Baker has performed her work My Little Voice Can’t Lie in art institutions across Canada and Australia and various public spaces such as libraries, on the street, and on a ferry (Baker 4). Resting in a seated position for about one hour, she has her hair plaited in several long braids with in-ear headphones embedded at the end of each braid. Viewers are invited to approach the artist and listen to a recorded text created from stories of displaced Kurdish women, including the artist’s own story. The soundtrack is looped, and viewers need to stand quite close to Baker to hold the braids in their hands and press the ends to their ears in order to hear the recordings. Thus, the performance includes not only an experience of listening but also physical proximity with the artist and the other viewers.
Two aspects of collectivity emerge in the reception of this performance. The first consists of the act of listening to the re-transmission of the displaced women’s stories, which ensures their preservation in contemporary memory. The second aspect is that the performance is based on participatory storytelling. Several women with similar experiences of displacement tell different stories about their experiences. This plurality of voices is essential to the process of remembering, where the common denominators of belonging and having similar experiences find their way into a chorus. These two forms of collectivity—the act of listening and the practice of storytelling—result in an expanded communal authorship.
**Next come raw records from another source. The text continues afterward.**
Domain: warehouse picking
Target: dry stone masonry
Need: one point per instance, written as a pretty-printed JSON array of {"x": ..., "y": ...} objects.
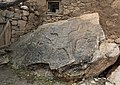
[{"x": 73, "y": 48}]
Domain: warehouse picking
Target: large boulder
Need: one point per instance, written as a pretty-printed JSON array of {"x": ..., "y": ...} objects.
[{"x": 73, "y": 48}]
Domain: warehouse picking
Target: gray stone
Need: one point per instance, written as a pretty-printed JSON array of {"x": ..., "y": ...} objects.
[
  {"x": 116, "y": 4},
  {"x": 73, "y": 47},
  {"x": 25, "y": 13},
  {"x": 117, "y": 41},
  {"x": 24, "y": 7},
  {"x": 115, "y": 76},
  {"x": 14, "y": 22}
]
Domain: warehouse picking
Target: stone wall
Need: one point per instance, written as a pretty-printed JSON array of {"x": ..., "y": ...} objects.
[{"x": 28, "y": 15}]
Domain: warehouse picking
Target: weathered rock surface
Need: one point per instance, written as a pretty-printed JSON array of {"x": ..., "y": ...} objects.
[
  {"x": 116, "y": 4},
  {"x": 4, "y": 3},
  {"x": 115, "y": 76},
  {"x": 74, "y": 48}
]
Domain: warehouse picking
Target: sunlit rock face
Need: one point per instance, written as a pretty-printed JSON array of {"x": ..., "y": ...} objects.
[
  {"x": 6, "y": 3},
  {"x": 75, "y": 48}
]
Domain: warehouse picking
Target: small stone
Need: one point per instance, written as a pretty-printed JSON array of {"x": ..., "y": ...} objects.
[
  {"x": 14, "y": 22},
  {"x": 24, "y": 18},
  {"x": 21, "y": 23},
  {"x": 37, "y": 13},
  {"x": 24, "y": 7},
  {"x": 66, "y": 11},
  {"x": 117, "y": 41},
  {"x": 3, "y": 60},
  {"x": 110, "y": 40},
  {"x": 108, "y": 83}
]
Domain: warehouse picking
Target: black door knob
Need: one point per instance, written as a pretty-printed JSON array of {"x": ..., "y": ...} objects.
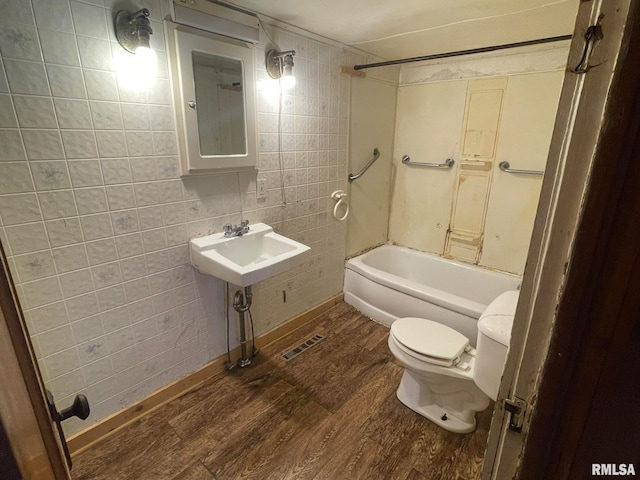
[{"x": 79, "y": 408}]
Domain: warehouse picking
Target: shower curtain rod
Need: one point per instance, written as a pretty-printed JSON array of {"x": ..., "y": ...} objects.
[{"x": 464, "y": 52}]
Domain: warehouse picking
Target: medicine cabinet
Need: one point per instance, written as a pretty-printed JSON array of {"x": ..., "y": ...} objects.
[{"x": 212, "y": 79}]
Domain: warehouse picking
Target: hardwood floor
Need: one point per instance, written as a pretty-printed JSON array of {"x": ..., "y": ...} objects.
[{"x": 330, "y": 413}]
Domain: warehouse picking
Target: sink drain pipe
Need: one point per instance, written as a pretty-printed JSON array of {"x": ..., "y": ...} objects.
[{"x": 242, "y": 304}]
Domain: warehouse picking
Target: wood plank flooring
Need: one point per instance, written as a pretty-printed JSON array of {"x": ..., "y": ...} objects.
[{"x": 330, "y": 413}]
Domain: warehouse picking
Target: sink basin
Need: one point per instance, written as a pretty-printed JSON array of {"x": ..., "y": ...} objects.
[{"x": 247, "y": 259}]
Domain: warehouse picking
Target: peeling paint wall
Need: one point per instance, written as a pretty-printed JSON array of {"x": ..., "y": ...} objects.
[
  {"x": 429, "y": 123},
  {"x": 372, "y": 121}
]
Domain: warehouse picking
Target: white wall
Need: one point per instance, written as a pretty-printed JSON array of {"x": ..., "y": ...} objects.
[
  {"x": 96, "y": 220},
  {"x": 429, "y": 128}
]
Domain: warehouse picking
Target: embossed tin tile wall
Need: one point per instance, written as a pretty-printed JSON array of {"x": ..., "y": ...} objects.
[{"x": 96, "y": 220}]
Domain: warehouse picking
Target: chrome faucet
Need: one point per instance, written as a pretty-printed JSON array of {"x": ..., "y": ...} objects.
[{"x": 236, "y": 230}]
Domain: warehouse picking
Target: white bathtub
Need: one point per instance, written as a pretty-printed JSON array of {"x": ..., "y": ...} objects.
[{"x": 392, "y": 282}]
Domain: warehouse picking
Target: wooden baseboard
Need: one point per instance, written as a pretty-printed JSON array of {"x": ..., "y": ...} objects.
[{"x": 98, "y": 431}]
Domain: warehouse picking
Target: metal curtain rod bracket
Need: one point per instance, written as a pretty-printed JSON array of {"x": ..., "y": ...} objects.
[
  {"x": 504, "y": 166},
  {"x": 459, "y": 53},
  {"x": 448, "y": 163},
  {"x": 376, "y": 155}
]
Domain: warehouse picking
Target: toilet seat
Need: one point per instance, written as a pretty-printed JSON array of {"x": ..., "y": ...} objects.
[{"x": 429, "y": 341}]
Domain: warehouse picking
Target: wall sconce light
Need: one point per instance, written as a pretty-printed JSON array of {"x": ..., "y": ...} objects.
[
  {"x": 133, "y": 31},
  {"x": 280, "y": 65}
]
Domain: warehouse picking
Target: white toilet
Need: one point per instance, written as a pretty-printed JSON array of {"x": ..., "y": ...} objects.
[{"x": 445, "y": 379}]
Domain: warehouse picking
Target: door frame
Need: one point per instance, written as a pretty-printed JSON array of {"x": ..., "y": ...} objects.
[
  {"x": 579, "y": 300},
  {"x": 24, "y": 411}
]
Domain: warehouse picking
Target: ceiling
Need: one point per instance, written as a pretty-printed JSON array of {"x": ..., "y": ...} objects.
[{"x": 407, "y": 28}]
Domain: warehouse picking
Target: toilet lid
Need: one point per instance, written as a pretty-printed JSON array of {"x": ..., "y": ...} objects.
[{"x": 429, "y": 338}]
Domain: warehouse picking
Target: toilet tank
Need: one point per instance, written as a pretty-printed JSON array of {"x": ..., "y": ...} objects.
[{"x": 494, "y": 334}]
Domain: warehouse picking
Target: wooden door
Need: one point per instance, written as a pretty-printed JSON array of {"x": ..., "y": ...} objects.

The concept of collective remembering thus also includes the recipients and becomes a joint performative act.
By creating this plurality of voices, Baker allows a diversity of experiences to co-exist among a group of displaced Kurdish women. This heterogeneous group is not represented by just one voice; instead, individuals speak for themselves, thereby underlining the power of the spoken word. The spoken word plays a crucial role in Kurdish culture. Although the history of the oppression of the Kurdish people in all its complexity lies beyond the scope of this article, what is important here is that the act of displacing Kurdish people has been a common experience in many settlement regions for decades. In addition, Kurds have been forbidden (in some places even until today) to use their language and perform other fundamental cultural practices in public. This explains the vital role of oral transmission in Kurdish culture to this day as a form of free expression and as a central component of historical memory. When listening to the recorded stories in Khadija Baker’s performance, orality is interwoven with the act of remembering.
Remembrance, which this performance initiates, happens against the background of nostalgia. As the women involved in Baker’s project have lost their homeland, practices tied to their culture are likely to be associated with a sense of distance and longing. When orally remembering, they reflect on Kurdish culture. Here, the notion of “reflection” refers to the category of “reflective nostalgia” described by Svetlana Boym. Boym defines reflective nostalgia as a way of remembering that does not try to restore the past but rather reflects on it as simply the passage of time (49). This also means that memory is not being imposed on the present, but that the past “might act and will act by inserting itself into a present sensation from which it borrows the vitality” (Bergson 59).
Both the transmission of the collected stories and Khadija Baker’s presence at the performances are strongly connected to physicality. To hear the recordings, the audience must get close to the artist’s body and touch her hair. This means crossing the boundary of natural physical distance as the artist exposes her body to this act of transgression. Baker herself has said that “there is the crossing of the cultural border of the Middle Eastern female body and conventions about its exposure in public space” (Baker 4).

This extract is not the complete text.